Apply self-verifiable agentic feedback loops, bridging non-determinism to compliance (as close as possible) before human-in-the-loop.

LLMOps, MLOps & AI Observability

Build and operationalize AI systems using LLMOps and MLOps frameworks, including deployment automation, versioning, and repeatable release processes.
Implement end-to-end observability for AI systems including data lineage, prompt and model evaluation, monitoring, and performance tracking.

Data Governance, Trust & Responsible AI

Implement enterprise data governance practices including metadata management, lineage, and data cataloging.
Ensure data platforms support security, privacy, and regulatory requirements.
Contribute to responsible AI practices by ensuring traceability, transparency, and auditability of data used in AI systems.

Collaboration & Delivery

Lead hands-on delivery with Data Scientists, AI Engineers, Software Engineers, and Product Teams to ship reliable data products and AI-enabled capabilities end-to-end.
Translate priority business use cases into well-scoped technical designs, drive engineering alignment through design/architecture reviews, and mentor engineers on implementation patterns and operational rigor.

Required Qualifications

Education

Bachelor’s or Master’s degree in:

Computer Science
Data Engineering
Software Engineering
Artificial Intelligence
or a related technical discipline

Experience

Strong experience in data engineering and modern cloud data platforms.
Expertise in Python, SQL, or Scala.
Experience developing scalable data pipelines and data platforms.
Experience supporting machine learning or AI development workflows.
Strong understanding of data modelling, distributed data processing, and data architecture.

AI / GenAI Experience

Experience with one or more of the following:

Retrieval-Augmented Generation (RAG) pipelines
Vector databases and semantic search
Embedding generation workflows
LLM integration patterns
AI application architectures
AI platform engineering

Preferred Technical Skills

Data Platforms

Snowflake
Databricks
Microsoft Fabric
BigQuery

Data Engineering

Apache Spark
DBT
Airflow / workflow orchestration
Delta / Iceberg / Parquet data formats

AI & GenAI Technologies

vector databases
LLM orchestration frameworks
AI application frameworks
LLM evaluation and observability tools

Cloud Platforms

AWS
Microsoft Azure
Google Cloud

Key Competencies

Strong engineering mindset and problem-solving ability
Ability to design scalable, resilient data systems
Curiosity and passion for AI innovation
Strong collaboration and communication skills

Impact of the Role

This role enables the enterprise to transform data into AI-ready assets, empowering advanced analytics, intelligent automation, and Generative AI solutions that accelerate innovation and deliver measurable business value.

**Required Skills: **

Preferred Skills:

Advanced Analytics, Agility Jumps, Coaching, Critical Thinking, Data Engineering, Data Governance, Data Modeling, Data Privacy Standards, Data Science, Digital Fluency, Execution Focus, Hybrid Clouds, Organizing, Presentation Design, Technical Development, Technical Writing, Technologically Savvy

The anticipated pay range for this position, in the primary posting location, is:

€70.100,00 - €121.210,00

The anticipated pay ranges for additional locations are:

The anticipated base pay range for this position in BELGIUM is EUR 79.800 to EUR 137.770

Benefits:

In addition to base pay, we offer the following benefits*: an annual bonus with set target (% of pay) depending on pay grade / location, where the actual amount is based on the employees’ and companies’ performance of the previous calendar year, or sales commissions.
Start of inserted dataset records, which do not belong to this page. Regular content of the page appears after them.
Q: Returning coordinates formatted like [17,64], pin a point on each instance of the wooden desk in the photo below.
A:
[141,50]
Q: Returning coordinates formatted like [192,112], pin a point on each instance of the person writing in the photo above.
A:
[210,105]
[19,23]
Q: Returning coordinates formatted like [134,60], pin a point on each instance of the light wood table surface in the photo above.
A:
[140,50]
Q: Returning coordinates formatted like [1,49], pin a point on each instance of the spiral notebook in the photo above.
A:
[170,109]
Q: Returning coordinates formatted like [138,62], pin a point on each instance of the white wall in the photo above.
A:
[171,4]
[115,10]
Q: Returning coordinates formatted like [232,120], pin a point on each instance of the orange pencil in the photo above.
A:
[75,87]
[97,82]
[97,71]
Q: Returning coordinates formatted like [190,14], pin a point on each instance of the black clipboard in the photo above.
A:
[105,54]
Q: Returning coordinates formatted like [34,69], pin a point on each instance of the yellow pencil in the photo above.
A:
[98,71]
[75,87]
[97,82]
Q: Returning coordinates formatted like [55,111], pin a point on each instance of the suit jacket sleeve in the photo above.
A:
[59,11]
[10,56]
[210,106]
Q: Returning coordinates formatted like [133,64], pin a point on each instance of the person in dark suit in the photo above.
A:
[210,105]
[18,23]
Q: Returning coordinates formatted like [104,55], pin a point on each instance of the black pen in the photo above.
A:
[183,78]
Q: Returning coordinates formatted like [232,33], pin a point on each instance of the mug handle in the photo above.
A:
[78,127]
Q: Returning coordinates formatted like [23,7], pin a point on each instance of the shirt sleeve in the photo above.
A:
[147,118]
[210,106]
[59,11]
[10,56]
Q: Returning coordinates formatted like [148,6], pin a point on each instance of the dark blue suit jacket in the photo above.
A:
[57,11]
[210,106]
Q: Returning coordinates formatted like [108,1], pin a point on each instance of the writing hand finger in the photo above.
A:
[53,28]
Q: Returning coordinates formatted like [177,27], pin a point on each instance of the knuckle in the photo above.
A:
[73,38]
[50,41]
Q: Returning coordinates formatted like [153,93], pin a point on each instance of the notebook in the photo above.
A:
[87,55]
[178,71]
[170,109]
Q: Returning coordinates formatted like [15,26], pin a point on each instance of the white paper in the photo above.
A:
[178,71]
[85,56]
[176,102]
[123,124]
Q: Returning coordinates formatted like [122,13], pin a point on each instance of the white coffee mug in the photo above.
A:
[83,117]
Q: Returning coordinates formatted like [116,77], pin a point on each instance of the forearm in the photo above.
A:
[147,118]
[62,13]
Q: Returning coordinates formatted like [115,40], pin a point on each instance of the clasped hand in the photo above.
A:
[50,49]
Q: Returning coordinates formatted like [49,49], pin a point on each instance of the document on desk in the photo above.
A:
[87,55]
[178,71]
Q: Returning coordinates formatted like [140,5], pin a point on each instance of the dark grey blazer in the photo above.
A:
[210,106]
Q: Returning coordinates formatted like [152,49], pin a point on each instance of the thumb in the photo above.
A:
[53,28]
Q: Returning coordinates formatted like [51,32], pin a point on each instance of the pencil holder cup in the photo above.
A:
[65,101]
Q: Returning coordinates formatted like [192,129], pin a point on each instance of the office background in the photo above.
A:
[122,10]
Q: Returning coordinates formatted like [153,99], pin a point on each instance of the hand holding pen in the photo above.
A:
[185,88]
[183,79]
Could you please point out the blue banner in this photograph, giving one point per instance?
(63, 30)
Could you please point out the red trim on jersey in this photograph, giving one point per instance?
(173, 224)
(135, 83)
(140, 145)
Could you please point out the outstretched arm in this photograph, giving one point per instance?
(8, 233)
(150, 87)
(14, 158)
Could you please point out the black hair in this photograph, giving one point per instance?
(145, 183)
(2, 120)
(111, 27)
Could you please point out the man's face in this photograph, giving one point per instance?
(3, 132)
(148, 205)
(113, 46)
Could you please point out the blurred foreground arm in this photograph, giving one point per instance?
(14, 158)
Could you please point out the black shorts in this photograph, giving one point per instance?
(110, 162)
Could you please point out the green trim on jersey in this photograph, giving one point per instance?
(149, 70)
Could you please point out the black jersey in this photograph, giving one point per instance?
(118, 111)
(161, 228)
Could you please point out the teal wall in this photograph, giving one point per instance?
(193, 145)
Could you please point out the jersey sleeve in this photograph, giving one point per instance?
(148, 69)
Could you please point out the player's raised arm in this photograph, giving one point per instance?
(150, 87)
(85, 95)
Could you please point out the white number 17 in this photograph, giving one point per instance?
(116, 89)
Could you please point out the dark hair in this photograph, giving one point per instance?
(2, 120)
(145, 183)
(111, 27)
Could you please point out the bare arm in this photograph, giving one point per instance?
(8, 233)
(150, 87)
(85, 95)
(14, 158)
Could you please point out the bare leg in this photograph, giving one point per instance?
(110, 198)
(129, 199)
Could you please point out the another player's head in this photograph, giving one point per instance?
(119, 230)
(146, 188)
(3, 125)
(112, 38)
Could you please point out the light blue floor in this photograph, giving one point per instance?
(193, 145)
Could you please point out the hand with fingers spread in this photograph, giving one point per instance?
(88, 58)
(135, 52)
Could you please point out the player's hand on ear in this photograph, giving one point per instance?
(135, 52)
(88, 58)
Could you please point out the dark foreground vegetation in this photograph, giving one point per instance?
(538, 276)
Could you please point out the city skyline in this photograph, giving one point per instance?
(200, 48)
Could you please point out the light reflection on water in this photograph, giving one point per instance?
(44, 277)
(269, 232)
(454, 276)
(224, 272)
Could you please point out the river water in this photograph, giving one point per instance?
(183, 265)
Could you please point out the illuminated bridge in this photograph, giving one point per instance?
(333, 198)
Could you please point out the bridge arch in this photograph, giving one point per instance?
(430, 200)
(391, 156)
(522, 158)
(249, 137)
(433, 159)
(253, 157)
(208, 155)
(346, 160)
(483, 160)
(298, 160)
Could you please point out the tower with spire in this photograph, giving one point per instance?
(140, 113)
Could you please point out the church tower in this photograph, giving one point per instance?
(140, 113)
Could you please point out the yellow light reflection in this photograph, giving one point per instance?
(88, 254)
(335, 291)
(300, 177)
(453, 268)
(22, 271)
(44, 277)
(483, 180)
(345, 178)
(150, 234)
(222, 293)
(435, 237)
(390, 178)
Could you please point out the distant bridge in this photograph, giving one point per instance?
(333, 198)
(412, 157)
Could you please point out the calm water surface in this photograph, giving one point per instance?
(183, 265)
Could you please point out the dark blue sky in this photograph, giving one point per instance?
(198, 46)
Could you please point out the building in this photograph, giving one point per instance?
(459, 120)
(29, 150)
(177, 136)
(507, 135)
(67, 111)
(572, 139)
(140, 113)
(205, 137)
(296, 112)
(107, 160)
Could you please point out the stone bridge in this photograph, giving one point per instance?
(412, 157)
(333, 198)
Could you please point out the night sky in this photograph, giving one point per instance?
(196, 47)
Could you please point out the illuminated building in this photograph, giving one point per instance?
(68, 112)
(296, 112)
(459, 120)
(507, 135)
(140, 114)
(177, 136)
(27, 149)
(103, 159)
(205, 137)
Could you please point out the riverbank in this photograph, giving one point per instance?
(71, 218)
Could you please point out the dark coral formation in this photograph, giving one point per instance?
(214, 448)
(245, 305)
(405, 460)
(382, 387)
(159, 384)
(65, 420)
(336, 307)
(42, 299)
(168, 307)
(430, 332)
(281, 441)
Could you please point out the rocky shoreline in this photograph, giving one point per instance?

Moreover, we offer vacation days, parental leave for a minimum of 12 weeks, bereavement leave, caregiver leave, volunteer leave, well-being reimbursement, programs for financial, physical and mental health. We also offer service anniversary and recognition awards, and subject to the terms of their respective plans, employees - and in some location’s eligible dependents - can participate in several insurance plans. For more information, visit Employee benefits | Supporting well-being & career growth | Johnson & Johnson Careers.

*This is for informative purposes only. Amounts and actual benefits may vary by location and are subject to change.